10 Steps Nurses Take to Address Ethical Concerns

Fall 2016 As Seen in Our Fall 2016 Issue
10 Steps Nurses Take to Address Ethical Concerns

By Cynda Hylton Rushton

Each issue, a member of the Johns Hopkins Nursing community will address a workplace or classroom concern in straightforward terms. Here, ethics expert Cynda Rushton, PhD, RN, FAAN, discusses the importance of establishing an ethical workplace and steps nurses can take to foster moral resilience.1

Ethics is integral to everyday nursing practice—nurses in all roles and specialties must have the requisite knowledge, skills, and competencies to recognize and address ethical issues. If you do not feel confident in your skills, seek continuing education or courses in bioethics or nursing ethics.

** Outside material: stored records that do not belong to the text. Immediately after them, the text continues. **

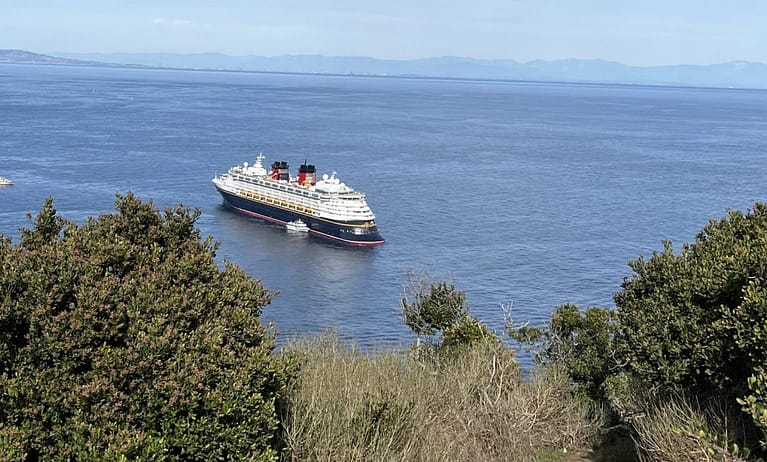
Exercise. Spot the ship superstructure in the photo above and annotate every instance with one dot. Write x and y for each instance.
(330, 208)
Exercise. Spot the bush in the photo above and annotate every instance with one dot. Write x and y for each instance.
(121, 338)
(350, 405)
(579, 342)
(699, 319)
(439, 312)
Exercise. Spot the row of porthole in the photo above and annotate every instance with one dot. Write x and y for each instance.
(274, 201)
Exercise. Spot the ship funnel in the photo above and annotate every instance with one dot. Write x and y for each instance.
(307, 175)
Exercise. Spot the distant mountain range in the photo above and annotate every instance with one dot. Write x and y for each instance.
(736, 74)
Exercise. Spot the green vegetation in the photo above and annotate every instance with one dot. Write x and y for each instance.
(681, 362)
(122, 339)
(350, 406)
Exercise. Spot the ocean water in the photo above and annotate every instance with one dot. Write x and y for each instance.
(525, 195)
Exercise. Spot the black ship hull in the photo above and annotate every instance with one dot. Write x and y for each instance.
(350, 233)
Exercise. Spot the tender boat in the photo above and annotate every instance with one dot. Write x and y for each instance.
(297, 226)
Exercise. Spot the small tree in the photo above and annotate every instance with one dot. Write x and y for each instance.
(122, 338)
(580, 342)
(439, 312)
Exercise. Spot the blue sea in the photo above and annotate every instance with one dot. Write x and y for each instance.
(525, 195)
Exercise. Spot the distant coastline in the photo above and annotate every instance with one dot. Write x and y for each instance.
(738, 74)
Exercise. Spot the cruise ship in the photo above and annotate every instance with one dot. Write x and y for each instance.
(328, 207)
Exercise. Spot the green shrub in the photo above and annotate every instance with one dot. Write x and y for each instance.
(122, 338)
(349, 405)
(439, 312)
(699, 318)
(579, 342)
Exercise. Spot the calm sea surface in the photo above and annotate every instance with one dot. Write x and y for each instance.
(523, 194)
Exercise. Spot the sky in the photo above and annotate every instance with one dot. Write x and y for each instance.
(638, 32)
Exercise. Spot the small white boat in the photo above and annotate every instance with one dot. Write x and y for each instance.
(297, 226)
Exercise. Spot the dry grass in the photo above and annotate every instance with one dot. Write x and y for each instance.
(678, 430)
(348, 405)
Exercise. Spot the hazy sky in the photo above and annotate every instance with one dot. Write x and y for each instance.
(641, 32)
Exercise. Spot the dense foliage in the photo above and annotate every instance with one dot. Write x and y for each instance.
(699, 318)
(122, 338)
(439, 312)
(580, 342)
(691, 323)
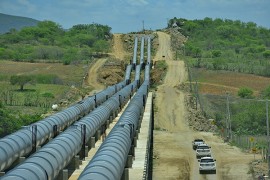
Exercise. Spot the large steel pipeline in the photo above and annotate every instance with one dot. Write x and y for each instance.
(142, 50)
(20, 143)
(128, 70)
(98, 116)
(47, 162)
(134, 62)
(149, 50)
(109, 161)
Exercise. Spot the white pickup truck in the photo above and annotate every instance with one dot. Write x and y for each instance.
(203, 150)
(207, 165)
(197, 142)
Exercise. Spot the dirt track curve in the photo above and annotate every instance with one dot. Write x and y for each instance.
(173, 154)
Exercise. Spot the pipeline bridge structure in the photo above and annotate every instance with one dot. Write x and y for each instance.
(54, 147)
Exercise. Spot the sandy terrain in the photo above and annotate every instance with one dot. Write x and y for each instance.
(173, 154)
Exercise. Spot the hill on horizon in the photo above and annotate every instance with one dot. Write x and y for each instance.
(17, 22)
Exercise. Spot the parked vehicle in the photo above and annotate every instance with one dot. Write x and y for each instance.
(203, 150)
(207, 165)
(196, 142)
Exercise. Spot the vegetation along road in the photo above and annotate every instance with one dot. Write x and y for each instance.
(173, 154)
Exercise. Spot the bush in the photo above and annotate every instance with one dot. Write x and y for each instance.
(245, 93)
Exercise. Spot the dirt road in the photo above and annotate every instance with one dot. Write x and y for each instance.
(118, 49)
(93, 73)
(117, 52)
(173, 154)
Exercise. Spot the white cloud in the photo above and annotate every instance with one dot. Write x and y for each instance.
(137, 2)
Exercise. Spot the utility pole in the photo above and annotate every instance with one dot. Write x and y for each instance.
(197, 94)
(268, 143)
(228, 122)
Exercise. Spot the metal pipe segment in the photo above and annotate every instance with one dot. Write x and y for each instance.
(109, 161)
(149, 50)
(134, 62)
(138, 70)
(19, 144)
(142, 50)
(55, 155)
(128, 71)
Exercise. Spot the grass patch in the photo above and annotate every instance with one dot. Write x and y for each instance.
(69, 74)
(218, 82)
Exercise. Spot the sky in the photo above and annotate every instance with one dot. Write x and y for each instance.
(125, 16)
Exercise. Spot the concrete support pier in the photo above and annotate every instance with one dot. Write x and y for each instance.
(138, 166)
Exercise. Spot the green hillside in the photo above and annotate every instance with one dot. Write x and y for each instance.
(223, 44)
(15, 22)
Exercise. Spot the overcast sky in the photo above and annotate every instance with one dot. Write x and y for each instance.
(128, 15)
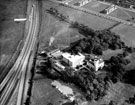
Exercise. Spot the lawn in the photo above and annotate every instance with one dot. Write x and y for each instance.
(60, 32)
(127, 34)
(96, 6)
(94, 22)
(10, 32)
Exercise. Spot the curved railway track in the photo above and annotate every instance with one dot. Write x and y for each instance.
(18, 73)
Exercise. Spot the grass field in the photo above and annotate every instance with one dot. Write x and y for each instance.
(96, 6)
(10, 32)
(52, 28)
(92, 21)
(127, 34)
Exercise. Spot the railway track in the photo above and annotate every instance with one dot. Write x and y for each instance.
(18, 73)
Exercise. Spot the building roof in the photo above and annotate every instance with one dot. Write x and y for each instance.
(63, 89)
(73, 58)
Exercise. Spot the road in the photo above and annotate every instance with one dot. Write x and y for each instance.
(17, 76)
(96, 13)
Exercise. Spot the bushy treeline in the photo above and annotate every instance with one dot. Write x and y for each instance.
(93, 87)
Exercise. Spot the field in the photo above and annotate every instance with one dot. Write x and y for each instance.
(10, 32)
(127, 34)
(121, 14)
(92, 21)
(96, 6)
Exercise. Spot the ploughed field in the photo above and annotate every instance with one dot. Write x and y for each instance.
(96, 6)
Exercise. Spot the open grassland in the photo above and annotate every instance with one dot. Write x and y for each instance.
(10, 32)
(127, 34)
(96, 6)
(94, 22)
(53, 32)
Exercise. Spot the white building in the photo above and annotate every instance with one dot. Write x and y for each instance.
(73, 60)
(96, 63)
(20, 19)
(84, 2)
(59, 66)
(110, 9)
(54, 53)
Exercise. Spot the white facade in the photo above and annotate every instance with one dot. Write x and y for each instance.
(58, 66)
(111, 9)
(20, 19)
(99, 64)
(84, 2)
(65, 90)
(73, 60)
(96, 63)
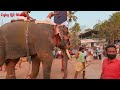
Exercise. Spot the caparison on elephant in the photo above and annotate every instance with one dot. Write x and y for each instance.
(41, 41)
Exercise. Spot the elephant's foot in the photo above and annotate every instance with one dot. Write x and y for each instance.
(62, 70)
(10, 77)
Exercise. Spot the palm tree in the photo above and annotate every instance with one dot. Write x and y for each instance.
(72, 17)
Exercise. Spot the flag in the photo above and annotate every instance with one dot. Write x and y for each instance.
(61, 17)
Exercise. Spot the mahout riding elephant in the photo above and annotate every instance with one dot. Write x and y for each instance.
(39, 39)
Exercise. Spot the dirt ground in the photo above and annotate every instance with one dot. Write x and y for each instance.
(93, 71)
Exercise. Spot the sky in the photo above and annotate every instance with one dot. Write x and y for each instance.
(86, 19)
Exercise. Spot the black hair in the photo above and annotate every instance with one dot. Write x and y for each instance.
(81, 48)
(109, 46)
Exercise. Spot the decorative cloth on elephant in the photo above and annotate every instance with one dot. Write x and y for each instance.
(46, 21)
(22, 17)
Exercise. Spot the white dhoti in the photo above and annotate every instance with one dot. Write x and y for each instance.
(22, 17)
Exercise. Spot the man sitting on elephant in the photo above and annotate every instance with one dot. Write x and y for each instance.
(25, 16)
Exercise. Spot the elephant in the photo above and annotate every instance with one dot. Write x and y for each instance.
(40, 43)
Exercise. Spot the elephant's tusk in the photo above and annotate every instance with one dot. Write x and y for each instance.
(69, 56)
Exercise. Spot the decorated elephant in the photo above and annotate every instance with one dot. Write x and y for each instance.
(19, 37)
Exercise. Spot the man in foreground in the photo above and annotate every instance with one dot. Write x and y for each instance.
(111, 65)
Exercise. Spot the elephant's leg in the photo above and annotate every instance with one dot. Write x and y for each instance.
(64, 63)
(35, 67)
(47, 63)
(10, 68)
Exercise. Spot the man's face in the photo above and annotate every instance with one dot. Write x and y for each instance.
(111, 53)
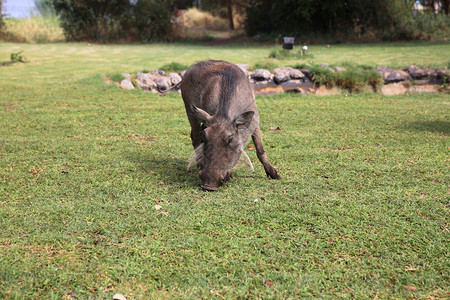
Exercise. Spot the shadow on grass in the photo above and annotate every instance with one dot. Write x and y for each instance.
(168, 170)
(431, 126)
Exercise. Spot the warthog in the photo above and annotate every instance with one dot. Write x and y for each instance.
(222, 112)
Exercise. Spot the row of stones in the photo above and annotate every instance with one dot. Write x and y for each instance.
(159, 81)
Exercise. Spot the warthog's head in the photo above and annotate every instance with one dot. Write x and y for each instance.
(221, 146)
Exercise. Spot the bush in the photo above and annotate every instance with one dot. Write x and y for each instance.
(152, 20)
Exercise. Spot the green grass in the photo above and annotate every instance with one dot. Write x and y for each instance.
(362, 210)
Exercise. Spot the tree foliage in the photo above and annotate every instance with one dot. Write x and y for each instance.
(2, 23)
(385, 19)
(321, 16)
(45, 7)
(114, 20)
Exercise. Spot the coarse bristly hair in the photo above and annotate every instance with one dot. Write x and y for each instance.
(196, 158)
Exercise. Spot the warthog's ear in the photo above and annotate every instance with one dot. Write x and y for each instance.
(200, 114)
(244, 120)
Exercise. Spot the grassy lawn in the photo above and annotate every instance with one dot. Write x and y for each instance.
(362, 210)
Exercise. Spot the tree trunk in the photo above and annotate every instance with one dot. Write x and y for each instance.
(230, 14)
(446, 7)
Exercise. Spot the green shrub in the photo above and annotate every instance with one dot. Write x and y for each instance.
(353, 78)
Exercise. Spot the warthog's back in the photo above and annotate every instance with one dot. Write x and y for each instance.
(222, 112)
(217, 87)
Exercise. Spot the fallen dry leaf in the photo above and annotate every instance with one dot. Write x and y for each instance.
(268, 283)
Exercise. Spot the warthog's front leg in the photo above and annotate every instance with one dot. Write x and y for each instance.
(262, 156)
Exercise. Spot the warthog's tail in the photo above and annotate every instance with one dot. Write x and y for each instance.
(196, 156)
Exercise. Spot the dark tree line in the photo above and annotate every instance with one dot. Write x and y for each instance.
(115, 20)
(390, 19)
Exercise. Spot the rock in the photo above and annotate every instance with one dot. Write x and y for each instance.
(296, 74)
(280, 77)
(291, 72)
(417, 73)
(126, 75)
(442, 75)
(260, 75)
(126, 84)
(144, 80)
(307, 73)
(119, 297)
(392, 76)
(162, 84)
(174, 78)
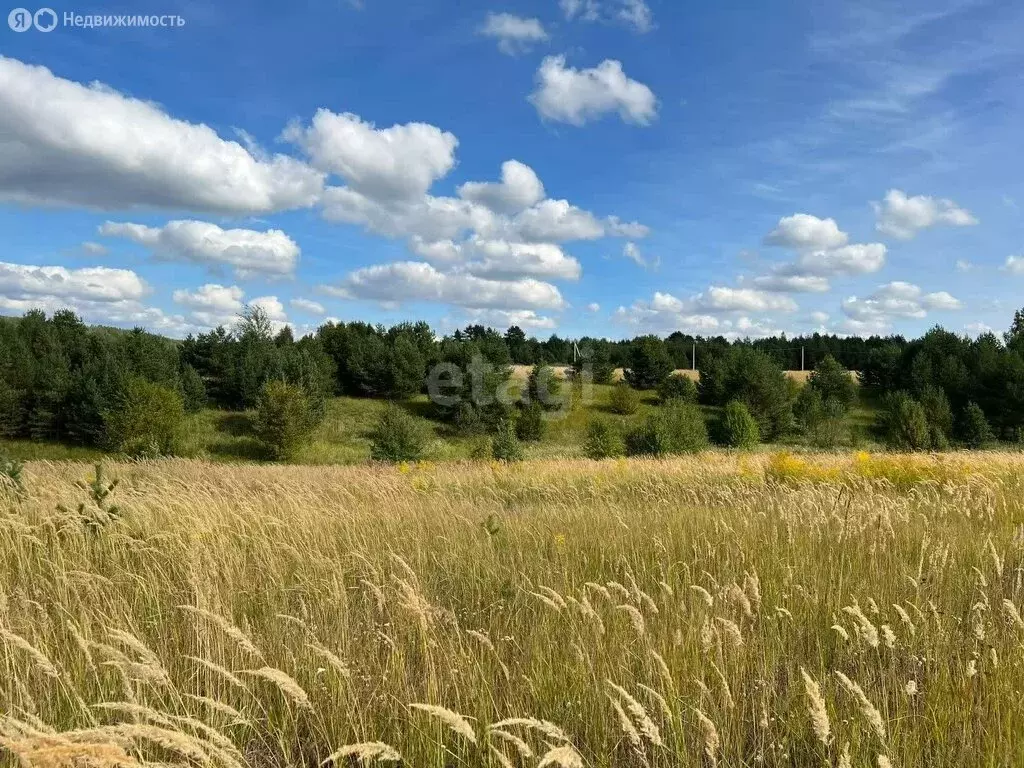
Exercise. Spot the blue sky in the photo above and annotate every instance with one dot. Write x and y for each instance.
(600, 167)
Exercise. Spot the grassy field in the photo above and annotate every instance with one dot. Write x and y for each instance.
(344, 435)
(722, 609)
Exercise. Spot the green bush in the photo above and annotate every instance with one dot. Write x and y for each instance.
(679, 428)
(752, 377)
(939, 415)
(396, 436)
(285, 420)
(603, 440)
(505, 446)
(834, 382)
(146, 420)
(11, 474)
(739, 430)
(544, 388)
(597, 360)
(648, 363)
(833, 426)
(530, 425)
(974, 428)
(11, 410)
(677, 387)
(904, 423)
(625, 399)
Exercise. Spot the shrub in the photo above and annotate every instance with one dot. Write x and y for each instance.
(830, 429)
(974, 428)
(649, 363)
(11, 474)
(756, 380)
(677, 387)
(603, 440)
(530, 425)
(544, 388)
(505, 446)
(193, 390)
(284, 419)
(146, 420)
(739, 430)
(904, 423)
(685, 429)
(834, 382)
(680, 428)
(939, 415)
(598, 361)
(396, 436)
(625, 399)
(11, 410)
(807, 410)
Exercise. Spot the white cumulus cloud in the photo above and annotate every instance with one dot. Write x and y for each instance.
(518, 189)
(803, 230)
(897, 299)
(633, 13)
(411, 281)
(308, 306)
(902, 217)
(396, 163)
(565, 94)
(514, 34)
(247, 251)
(67, 143)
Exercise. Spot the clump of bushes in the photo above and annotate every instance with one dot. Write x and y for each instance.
(146, 420)
(285, 419)
(505, 446)
(544, 388)
(975, 430)
(679, 428)
(11, 473)
(603, 440)
(904, 423)
(396, 436)
(677, 387)
(649, 363)
(530, 426)
(823, 422)
(753, 378)
(625, 399)
(833, 382)
(739, 430)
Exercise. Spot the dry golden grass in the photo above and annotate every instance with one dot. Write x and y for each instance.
(721, 609)
(522, 373)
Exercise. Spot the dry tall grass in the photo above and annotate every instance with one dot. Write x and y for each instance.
(714, 610)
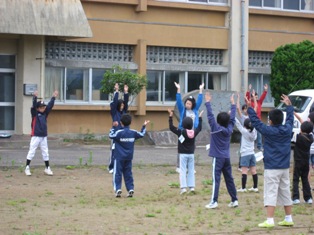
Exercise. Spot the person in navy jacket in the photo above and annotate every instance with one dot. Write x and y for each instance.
(124, 148)
(118, 107)
(39, 132)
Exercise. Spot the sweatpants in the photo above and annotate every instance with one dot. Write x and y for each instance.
(223, 165)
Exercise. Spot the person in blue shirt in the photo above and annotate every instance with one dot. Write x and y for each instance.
(220, 136)
(277, 149)
(118, 107)
(124, 148)
(39, 132)
(188, 109)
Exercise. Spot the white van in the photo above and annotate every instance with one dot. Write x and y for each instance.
(303, 102)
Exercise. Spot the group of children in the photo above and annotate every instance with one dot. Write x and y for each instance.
(276, 148)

Be familiar with the ANA Code of Ethics for nurses: Use it as a resource and justification for ethical practice.


Recognize signals that indicate when an ethical issue is present. Notice what your body is telling you to pay attention to (rapid heart rate, sweaty palms, shallow breathing, muscle tension). What emotions are present (fear, anger, sadness, anxiety)? Is my conscience engaged (threat to core moral values, perception of participation in moral wrongdoing, moral outrage)?


Get the facts. Clarify assumptions, biases, and meaning among stakeholders.


Learn to describe the ethical dilemma clearly and concisely by developing a robust moral vocabulary. Go beyond “Why are we doing this?” to naming the ethical conflict by appealing to violations of core professional values.


Use a systematic process to engage in ethical discernment and analysis. Determine an ethically justified response including action or in some cases, inaction.


When indicated, speak up and speak out with confidence and skill.


Know the process for exercising conscientious objection. Use judiciously and thoughtfully.


Know your resources. Navigating ethical concerns often exceeds our individual capacities. Be comfortable asking for and receiving support and advice.


Contribute to creating a culture of ethical practice in your workplace; participate in workplace committees or initiatives that foster culture change and professional organizations to advocate for system change.

Cynda Rushton’s book Moral Resilience: An Antidote to Moral Distress, to be published by Oxford University Press, aims to transform current approaches by focusing on innovative methods to cultivate moral resilience and designing a culture in health care that supports ethical practice.